Es folgt ein Essay über die Begriffe Utopie und Vision, die Chris Zintzen einer scharfen Kritik unterzieht. In einem weiteren Text analysiert er die Studien und die Medienberichte, die bisher über die Seestadt erschienen sind - wie sich die gebaute Realität von der durch PR-Strategien vermittelte „Vision“ einer zukünftigen Stadt unterscheidet: „Wir sind konfrontiert mit der gebauten Wirklichkeit der Seestadt, mit dem was an Marketingparolen vorliegt. Und haben auch schon die öffentliche Diskussion und Rezeption der Seestadt vor uns liegen. Wir haben also schon ein reiches, diskursives Feld, das ich beackere. Da stelle ich fest, dass der Begriff der Vision auch irreführend sein kann. Heißt er überhaupt etwas? Wenn man heute sich in PR und Firmenphilosophie umsieht: Vision ist der Begriff der Stunde! Jeder hat Visionen und leitet daraus eine Mission ab, vision und mission.“

Krüger & Pardeller, Zukunft einer Vision

KÖR GMBH 2020/IRIS RANZINGER

Immer ein Experimentierfeld

Nach seiner Schließung als Flugfeld im Jahr 1977 - Schwechat hatte an Bedeutung zugenommen und beanspruchte die Flugschneise - dienten die weiten Rollfelder als Autorennstrecken. Die Größen der Branche drehten hier ihre Runden, von Keke Rosberg bis Niki Lauda.

Selbst in Hinblick auf seine Bau- und Siedlungsgeschichte ist Aspern keineswegs eine Tabula Rasa, schildert Chris Zintzen: „Bau- und siedlungshistorisch erweist sich der Nordosten als sehr interessant. Es war immer ein Experimentierfeld; in allen politischen Phasen gab es Siedlungen mit Nutzgärten, informell, manchmal eher anarchistisch.
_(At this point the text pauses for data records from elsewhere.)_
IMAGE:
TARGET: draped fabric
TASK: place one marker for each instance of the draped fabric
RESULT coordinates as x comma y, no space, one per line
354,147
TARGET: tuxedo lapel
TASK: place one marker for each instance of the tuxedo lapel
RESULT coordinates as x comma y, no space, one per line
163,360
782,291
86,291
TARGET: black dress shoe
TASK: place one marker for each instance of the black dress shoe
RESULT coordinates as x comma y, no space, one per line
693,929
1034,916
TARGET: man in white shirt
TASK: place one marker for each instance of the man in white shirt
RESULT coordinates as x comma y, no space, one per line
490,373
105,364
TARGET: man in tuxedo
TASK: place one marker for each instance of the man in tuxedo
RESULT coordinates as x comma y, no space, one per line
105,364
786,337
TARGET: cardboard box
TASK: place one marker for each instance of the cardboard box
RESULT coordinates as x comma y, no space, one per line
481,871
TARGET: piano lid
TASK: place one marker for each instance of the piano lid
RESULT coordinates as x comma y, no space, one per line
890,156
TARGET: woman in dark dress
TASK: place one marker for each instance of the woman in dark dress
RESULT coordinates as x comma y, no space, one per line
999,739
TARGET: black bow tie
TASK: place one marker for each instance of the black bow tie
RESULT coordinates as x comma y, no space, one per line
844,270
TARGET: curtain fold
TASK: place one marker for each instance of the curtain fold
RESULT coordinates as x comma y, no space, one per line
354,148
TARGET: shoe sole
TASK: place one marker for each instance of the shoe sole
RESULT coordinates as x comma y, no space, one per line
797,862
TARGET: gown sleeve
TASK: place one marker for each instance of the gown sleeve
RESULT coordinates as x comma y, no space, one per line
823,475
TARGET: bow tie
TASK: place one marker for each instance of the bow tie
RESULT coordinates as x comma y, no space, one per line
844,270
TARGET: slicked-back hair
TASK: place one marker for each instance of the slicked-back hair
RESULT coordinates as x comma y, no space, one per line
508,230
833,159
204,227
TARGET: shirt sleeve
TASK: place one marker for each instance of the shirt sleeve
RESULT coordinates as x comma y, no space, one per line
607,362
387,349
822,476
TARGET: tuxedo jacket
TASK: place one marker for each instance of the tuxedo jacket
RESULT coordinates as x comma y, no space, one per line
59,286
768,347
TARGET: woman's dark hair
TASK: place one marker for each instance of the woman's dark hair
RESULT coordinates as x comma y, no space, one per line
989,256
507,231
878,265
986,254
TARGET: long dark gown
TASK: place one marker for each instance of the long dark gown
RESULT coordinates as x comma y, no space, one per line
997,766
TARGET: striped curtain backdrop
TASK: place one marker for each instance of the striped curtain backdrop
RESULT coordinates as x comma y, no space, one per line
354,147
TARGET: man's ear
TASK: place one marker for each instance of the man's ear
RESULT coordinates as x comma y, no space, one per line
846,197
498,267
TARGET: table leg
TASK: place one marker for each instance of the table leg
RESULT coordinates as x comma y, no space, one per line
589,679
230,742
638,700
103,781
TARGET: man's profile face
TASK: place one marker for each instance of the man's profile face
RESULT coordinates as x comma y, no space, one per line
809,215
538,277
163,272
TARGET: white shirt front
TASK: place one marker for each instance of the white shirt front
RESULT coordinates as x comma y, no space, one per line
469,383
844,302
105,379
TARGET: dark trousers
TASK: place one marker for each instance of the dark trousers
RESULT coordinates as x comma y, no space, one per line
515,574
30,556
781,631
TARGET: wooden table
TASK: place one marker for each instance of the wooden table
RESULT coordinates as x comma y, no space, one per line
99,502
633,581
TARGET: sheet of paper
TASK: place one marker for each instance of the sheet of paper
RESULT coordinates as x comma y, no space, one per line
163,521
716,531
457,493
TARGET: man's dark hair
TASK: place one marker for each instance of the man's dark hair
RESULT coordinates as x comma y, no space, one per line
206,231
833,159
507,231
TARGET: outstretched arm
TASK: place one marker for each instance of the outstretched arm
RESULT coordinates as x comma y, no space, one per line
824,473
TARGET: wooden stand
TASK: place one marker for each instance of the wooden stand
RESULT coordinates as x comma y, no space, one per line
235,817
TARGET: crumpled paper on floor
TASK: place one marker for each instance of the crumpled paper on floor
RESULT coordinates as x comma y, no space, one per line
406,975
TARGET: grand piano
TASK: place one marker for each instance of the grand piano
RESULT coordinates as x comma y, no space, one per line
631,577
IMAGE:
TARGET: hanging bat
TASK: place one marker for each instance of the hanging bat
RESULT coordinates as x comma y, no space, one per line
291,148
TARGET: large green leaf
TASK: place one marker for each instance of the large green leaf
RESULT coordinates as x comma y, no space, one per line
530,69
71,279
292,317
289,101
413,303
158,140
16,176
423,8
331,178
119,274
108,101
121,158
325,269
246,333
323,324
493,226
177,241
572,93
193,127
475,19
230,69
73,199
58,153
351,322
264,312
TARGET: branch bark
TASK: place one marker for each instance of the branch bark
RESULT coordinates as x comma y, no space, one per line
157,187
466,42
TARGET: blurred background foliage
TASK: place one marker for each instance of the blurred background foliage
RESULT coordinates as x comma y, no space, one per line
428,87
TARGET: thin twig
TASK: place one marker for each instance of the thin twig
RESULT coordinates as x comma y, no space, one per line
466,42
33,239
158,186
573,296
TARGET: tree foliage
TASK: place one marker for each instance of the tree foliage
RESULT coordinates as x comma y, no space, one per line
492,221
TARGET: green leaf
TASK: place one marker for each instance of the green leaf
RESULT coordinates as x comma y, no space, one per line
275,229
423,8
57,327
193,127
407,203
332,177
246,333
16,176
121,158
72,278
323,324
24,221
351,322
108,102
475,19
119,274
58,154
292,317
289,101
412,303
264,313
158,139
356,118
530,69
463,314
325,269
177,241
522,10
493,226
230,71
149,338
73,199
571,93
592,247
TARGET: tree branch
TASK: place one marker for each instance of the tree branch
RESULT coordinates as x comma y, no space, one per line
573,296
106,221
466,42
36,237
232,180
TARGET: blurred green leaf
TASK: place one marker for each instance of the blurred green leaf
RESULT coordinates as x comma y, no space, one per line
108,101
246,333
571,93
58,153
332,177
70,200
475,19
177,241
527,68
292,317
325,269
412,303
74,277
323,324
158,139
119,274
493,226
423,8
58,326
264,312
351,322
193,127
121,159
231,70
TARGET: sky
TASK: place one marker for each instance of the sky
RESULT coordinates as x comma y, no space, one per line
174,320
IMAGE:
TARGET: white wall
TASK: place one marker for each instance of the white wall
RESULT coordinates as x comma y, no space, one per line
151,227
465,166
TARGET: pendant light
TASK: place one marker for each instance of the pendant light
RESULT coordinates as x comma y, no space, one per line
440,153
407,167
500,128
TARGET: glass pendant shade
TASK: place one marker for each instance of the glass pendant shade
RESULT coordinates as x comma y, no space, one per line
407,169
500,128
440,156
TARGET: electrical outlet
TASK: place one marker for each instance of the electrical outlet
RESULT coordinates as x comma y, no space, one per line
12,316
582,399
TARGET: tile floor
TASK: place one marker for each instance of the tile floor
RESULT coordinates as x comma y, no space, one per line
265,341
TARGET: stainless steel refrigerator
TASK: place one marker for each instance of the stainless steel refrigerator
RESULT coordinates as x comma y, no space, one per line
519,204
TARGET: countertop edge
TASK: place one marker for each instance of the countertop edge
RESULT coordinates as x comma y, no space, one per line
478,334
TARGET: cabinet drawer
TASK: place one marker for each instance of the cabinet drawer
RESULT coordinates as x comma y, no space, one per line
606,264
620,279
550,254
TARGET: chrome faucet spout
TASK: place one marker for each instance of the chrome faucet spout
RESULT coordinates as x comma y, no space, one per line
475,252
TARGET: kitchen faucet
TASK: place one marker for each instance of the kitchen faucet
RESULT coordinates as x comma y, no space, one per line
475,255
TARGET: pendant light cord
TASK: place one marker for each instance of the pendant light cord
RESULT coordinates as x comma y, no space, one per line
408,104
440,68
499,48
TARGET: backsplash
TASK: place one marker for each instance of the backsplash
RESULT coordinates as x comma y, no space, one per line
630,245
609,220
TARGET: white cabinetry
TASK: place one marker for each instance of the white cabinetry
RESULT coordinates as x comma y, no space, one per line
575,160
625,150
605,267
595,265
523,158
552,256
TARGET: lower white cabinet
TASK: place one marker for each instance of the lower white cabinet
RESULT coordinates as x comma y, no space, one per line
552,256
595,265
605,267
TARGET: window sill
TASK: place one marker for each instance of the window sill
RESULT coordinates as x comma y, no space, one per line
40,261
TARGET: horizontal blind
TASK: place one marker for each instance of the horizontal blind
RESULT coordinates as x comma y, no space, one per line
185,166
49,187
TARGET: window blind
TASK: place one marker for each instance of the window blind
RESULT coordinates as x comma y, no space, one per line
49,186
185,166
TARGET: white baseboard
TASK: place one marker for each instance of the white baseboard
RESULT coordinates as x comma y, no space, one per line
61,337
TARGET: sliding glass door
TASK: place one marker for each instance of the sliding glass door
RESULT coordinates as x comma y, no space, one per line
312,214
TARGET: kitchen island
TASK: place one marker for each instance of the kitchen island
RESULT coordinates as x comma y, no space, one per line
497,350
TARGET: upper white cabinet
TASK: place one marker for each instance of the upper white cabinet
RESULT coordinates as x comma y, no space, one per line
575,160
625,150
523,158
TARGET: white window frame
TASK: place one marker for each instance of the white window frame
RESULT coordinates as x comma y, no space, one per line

Das zu wissen erweitert die Perspektive, wir sehen darin einen Wert. Die Einnahme des Landes durch die Bauherren, Geschichtsvernichtung und -planierung können wir nicht dulden!“

Der Architekt André Krammer, der sich in seinem Textbeitrag mit der Urbanisierung Transdanubiens befasst, resümiert über die Seestadt: “Sie ist weder autonomer Satellit noch klassische Vorstadt. Sie befindet sich in einem Zwischenraum, der seine Konturen erst finden muss. Urbanes Leben im großstädtischen Sinn, wie von so manchem Schaubild suggeriert wird, darf man sich wohl nicht erwarten, dafür aber ganz spezifische stadträumliche und soziale Potentiale wie auch Atmosphären, die erst durch den Gebrauch der NutzerInnen über die Zeit hinweg entstehen werden.“

Aufgeschlagenes Buch

KRÜGER & PARDELLER

Das Potential von Teilhabe

Ins Buch immer wieder eingestreut sind Doppelseiten mit Satzfragmenten wie „ICH BIN DIE LEERE UND DER RAUM UND DIE MACHT DER DINGE“ oder auch „DER WIND ERINNERT WOHIN WIR HIER SIND“. Das sind verbale Skizzen von Krüger & Pardeller. Auf der letzten Seite schließlich steht: „VISION DURCH INTERPRETATION VIELER ALS TRANSFORMATION DER VISION“. Dieser Satz ist in der Seestadt in den Boden eingelassen - er verweist auf die Handlungsmöglichkeit der Vielen, um die Vision der Wenigen mit Leben und Inhalt zu füllen.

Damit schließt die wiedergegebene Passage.